One honest caveat. Some weeks the fatigue flattens me and I tried powering through anyway, because more is better, right? Made everything worse, form went sloppy, then I lost two more days recovering. My physio said a short session done properly beats a long one done grey-faced. Took me a while to believe her.
#4mattw_tbi(Joined Jun 2025 · 17 posts)June 9, 2026, 7:31 pm
Seconding Dave on the fatigue maths. TBI here rather than stroke, but same lesson: when I doubled my practice hours my scores went DOWN, because I was doing repetitions with a brain that had already clocked off. Sorted my sleep, cut the sessions shorter, spread them across the day, started improving again. Hours only count when your head's actually in them.
#5Dr Paul HutchinsClinical moderator(Joined Nov 2024 · 64 posts)June 10, 2026, 8:47 am
Moira, your reading is accurate and your suspicion is too, so let me put numbers on both. Stroke guidelines in several countries converge on at least 3 hours of therapy a day, at least 5 days out of 7, around 15 hours a week, for people with rehabilitation goals who can tolerate it, and one national guideline goes further: support to be active for up to 6 hours a day. The crucial detail is what those hours contain. The larger figure is total active practice, not therapist contact, so yes, your morning half hour counts fully, and Keith's kettle repetitions are precisely the sort of thing the guidance means. Two 45 minute community sessions is a common contact dose, and it works the way Keith describes: the therapist sets and progresses the programme, and the repetitions between sessions are where the change is driven, because recovery runs on intensive, repetitive, task-specific practice.
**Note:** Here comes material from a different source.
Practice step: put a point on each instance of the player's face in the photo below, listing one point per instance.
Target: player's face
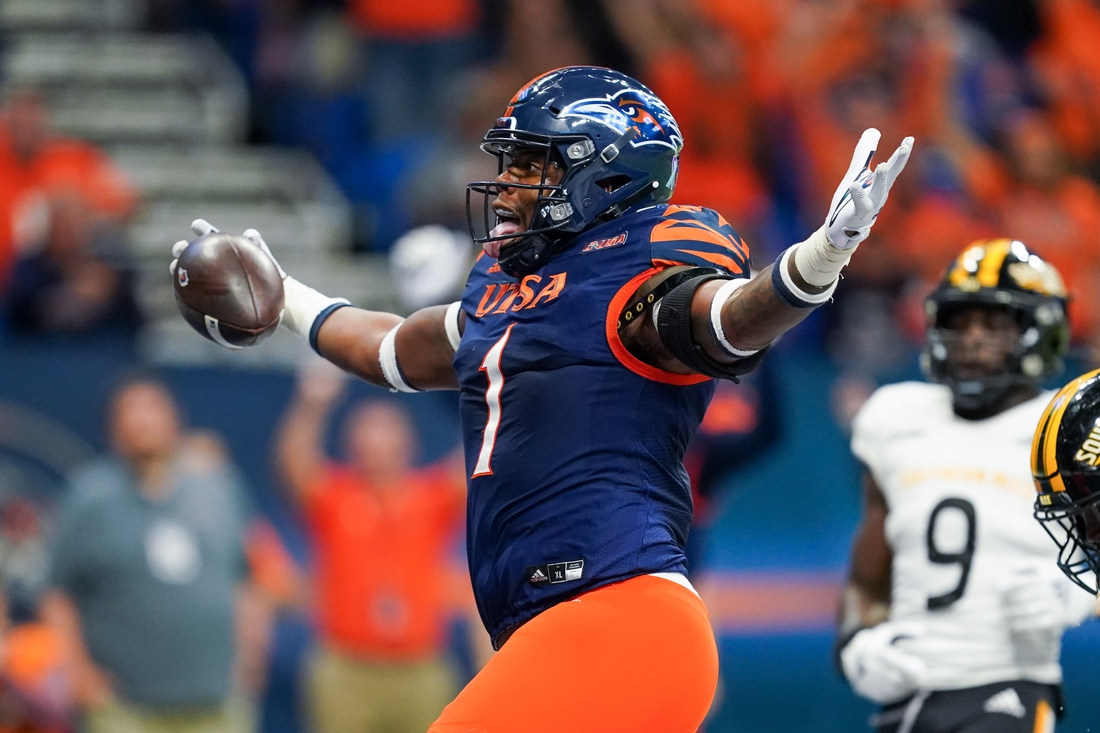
(980, 341)
(515, 207)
Two honest caveats so the number doesn't become a stick to beat yourselves with. More is not automatically better: the measured benefit of extra intensity is real but modest, the dose-response is not a straight line, and Dave and Matt have both described the fatigue ceiling accurately; someone who cannot manage 3 hours should get an adjusted amount, shaped to what they can absorb, not a guilty silence. And quality gates everything, so grey-faced repetitions are spent, not invested. I'd take this thread to his community team and ask them directly for a home programme with repetition targets and a fatigue plan, because what your husband can tolerate at 13 months is something they can assess and a forum cannot. The site's guide to how much therapy you need sets out the full evidence, including where the 3 hour figure comes from and who it does and doesn't fit.
#6Moira G.(Joined Mar 2026 · 5 posts)June 30, 2026, 9:05 pm
Update: took the thread to his physio, more or less verbatim. She was lovely about it, said she wished more families asked, and my husband now has written rep targets for every exercise and a rule about stopping when his form goes. There is a tally chart on the kitchen counter (Dave's wife and I are apparently the same person) and he grumbles at it daily and does them anyway.
Ninety minutes of steering, a week of miles. It helps enormously to know the other hours were always meant to be ours, rather than a service we were failing to receive.